When I first read the phrase ‘all behaviour is communication’ I sort of winced, as it sounded a bit airy-fairy. But the more I have looked into JJ’s behaviour in order to try and minimise his meltdowns, find his triggers and relieve his anxiety – the more the phrase couldn’t be any more true. If it wasn’t for JJ: his presence, articulation and my growing understanding of his neurotype, then I would not be as aware as I am of how potentially damaging writing off behaviour as naughtiness can be.

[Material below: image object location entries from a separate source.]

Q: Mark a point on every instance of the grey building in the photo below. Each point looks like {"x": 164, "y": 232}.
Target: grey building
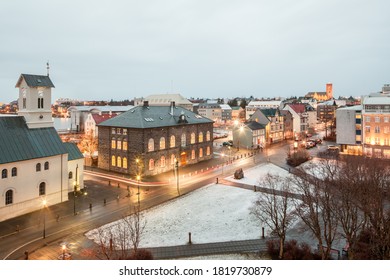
{"x": 149, "y": 140}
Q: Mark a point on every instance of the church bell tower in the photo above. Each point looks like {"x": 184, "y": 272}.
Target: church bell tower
{"x": 35, "y": 100}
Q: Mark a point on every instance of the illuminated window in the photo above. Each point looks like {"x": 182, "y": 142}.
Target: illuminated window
{"x": 113, "y": 161}
{"x": 200, "y": 137}
{"x": 151, "y": 164}
{"x": 172, "y": 144}
{"x": 151, "y": 145}
{"x": 162, "y": 143}
{"x": 192, "y": 138}
{"x": 113, "y": 143}
{"x": 42, "y": 188}
{"x": 183, "y": 140}
{"x": 9, "y": 197}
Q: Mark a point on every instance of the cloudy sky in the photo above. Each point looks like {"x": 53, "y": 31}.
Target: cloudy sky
{"x": 121, "y": 49}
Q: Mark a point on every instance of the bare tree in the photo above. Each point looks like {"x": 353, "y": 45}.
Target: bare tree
{"x": 272, "y": 206}
{"x": 316, "y": 207}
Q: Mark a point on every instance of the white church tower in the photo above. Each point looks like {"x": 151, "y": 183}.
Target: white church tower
{"x": 35, "y": 100}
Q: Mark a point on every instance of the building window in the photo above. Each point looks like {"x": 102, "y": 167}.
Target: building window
{"x": 173, "y": 159}
{"x": 192, "y": 138}
{"x": 162, "y": 143}
{"x": 42, "y": 188}
{"x": 113, "y": 143}
{"x": 9, "y": 197}
{"x": 113, "y": 161}
{"x": 4, "y": 173}
{"x": 151, "y": 145}
{"x": 151, "y": 164}
{"x": 173, "y": 139}
{"x": 183, "y": 140}
{"x": 200, "y": 137}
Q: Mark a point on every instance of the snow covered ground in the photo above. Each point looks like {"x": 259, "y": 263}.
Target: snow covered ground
{"x": 214, "y": 213}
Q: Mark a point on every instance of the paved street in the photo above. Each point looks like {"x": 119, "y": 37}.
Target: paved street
{"x": 111, "y": 200}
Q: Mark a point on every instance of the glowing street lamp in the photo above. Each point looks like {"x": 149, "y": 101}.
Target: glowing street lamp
{"x": 44, "y": 203}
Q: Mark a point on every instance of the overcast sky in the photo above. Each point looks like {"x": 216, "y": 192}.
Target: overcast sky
{"x": 121, "y": 49}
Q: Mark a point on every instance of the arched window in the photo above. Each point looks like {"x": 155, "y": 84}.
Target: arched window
{"x": 173, "y": 159}
{"x": 4, "y": 173}
{"x": 162, "y": 143}
{"x": 113, "y": 161}
{"x": 151, "y": 164}
{"x": 200, "y": 137}
{"x": 173, "y": 140}
{"x": 151, "y": 145}
{"x": 9, "y": 197}
{"x": 113, "y": 143}
{"x": 183, "y": 140}
{"x": 42, "y": 188}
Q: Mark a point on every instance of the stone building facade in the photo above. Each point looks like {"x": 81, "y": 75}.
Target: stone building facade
{"x": 148, "y": 140}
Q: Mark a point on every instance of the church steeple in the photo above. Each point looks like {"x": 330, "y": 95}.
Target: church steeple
{"x": 35, "y": 100}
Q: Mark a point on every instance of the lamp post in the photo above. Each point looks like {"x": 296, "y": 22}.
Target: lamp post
{"x": 177, "y": 175}
{"x": 44, "y": 218}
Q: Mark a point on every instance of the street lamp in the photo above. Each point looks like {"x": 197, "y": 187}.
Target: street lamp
{"x": 138, "y": 179}
{"x": 44, "y": 218}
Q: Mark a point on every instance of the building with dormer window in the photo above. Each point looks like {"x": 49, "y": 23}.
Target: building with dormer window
{"x": 148, "y": 140}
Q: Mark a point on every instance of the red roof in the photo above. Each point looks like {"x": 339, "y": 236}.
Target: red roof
{"x": 298, "y": 108}
{"x": 103, "y": 117}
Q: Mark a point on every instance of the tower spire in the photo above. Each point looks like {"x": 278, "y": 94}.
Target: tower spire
{"x": 47, "y": 68}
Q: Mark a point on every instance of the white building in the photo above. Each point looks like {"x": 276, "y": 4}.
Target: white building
{"x": 34, "y": 163}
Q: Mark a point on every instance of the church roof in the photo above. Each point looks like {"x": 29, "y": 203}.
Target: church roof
{"x": 18, "y": 142}
{"x": 35, "y": 80}
{"x": 154, "y": 116}
{"x": 73, "y": 151}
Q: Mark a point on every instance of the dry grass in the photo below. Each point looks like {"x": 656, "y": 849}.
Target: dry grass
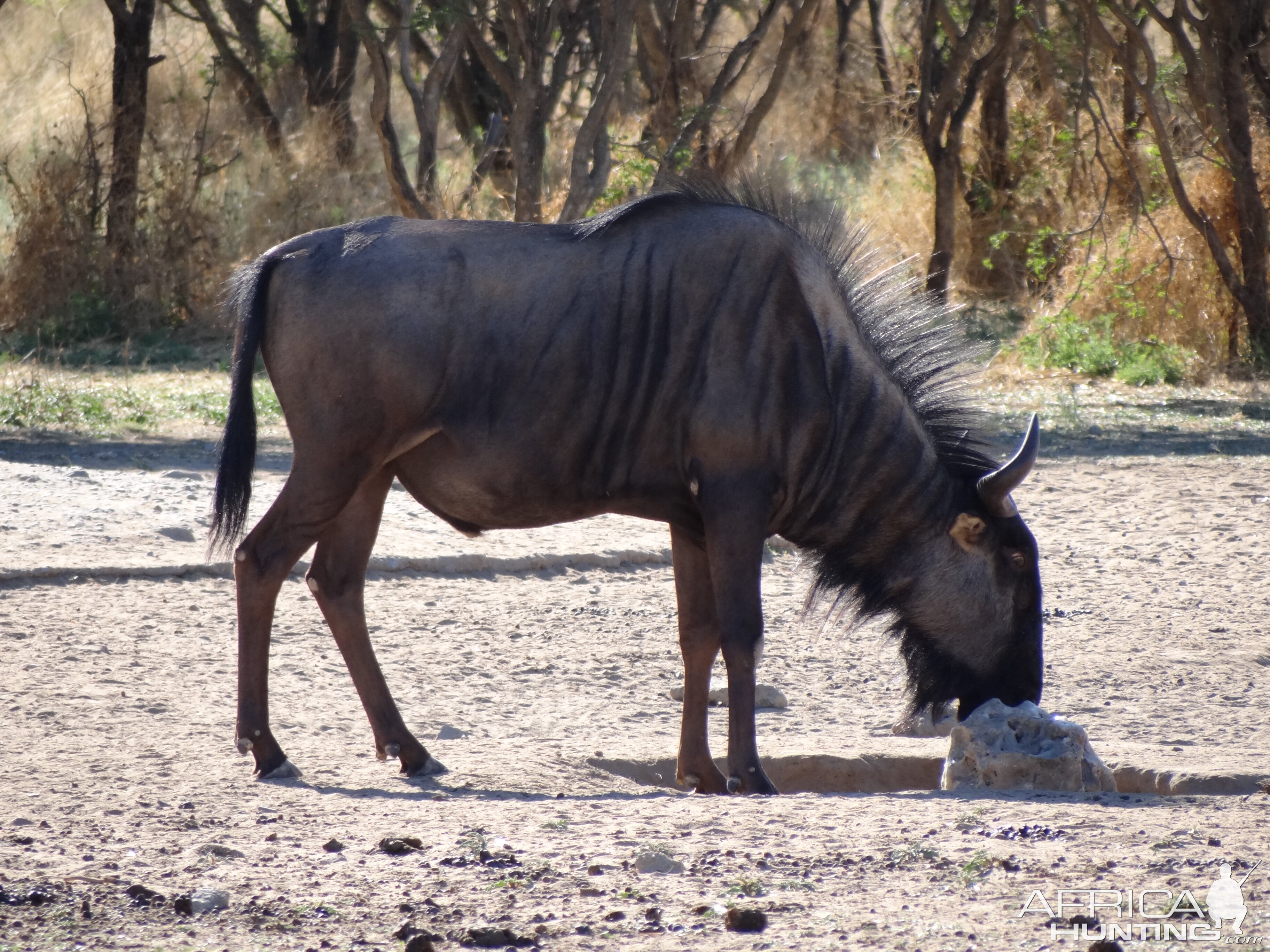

Every negative behaviour JJ displays is signposting me to an unmet need, a potential trigger, an overwhelming emotional reaction he is unable to deal with. I can honestly say that JJ – and I would hazard a guess that it the same for all children – does not display negative behaviours just for fun, or for the sake of it, or to be cruel, or to hurt others. There is ALWAYS a reason. I don’t always get to the reason in time, I sometimes have to make my best guess, but trust me – there’s always a reason.

Parenting a ND child makes you re-think everything, as often there is a period pre-diagnosis where everyone in the family is struggling. Blaming your own parenting methods is a natural step many parents go through, until they come to find that it’s neurology and an ableist world that are clashing and causing the negative behaviours. But you don’t need to have an ND child to change your views on so-called naughtiness. Taking a deep-dive into your child’s world, exploring their likes/dislikes/loves/triggers/anxieties can only bring you closer to their perspective and give you an alternative view of their behaviour. Stopping writing off their behaviour as naughtiness leads you to a deeper understanding, could lead to an improved relationship with them and will undoubtedly make your child feel understood, happier and more secure.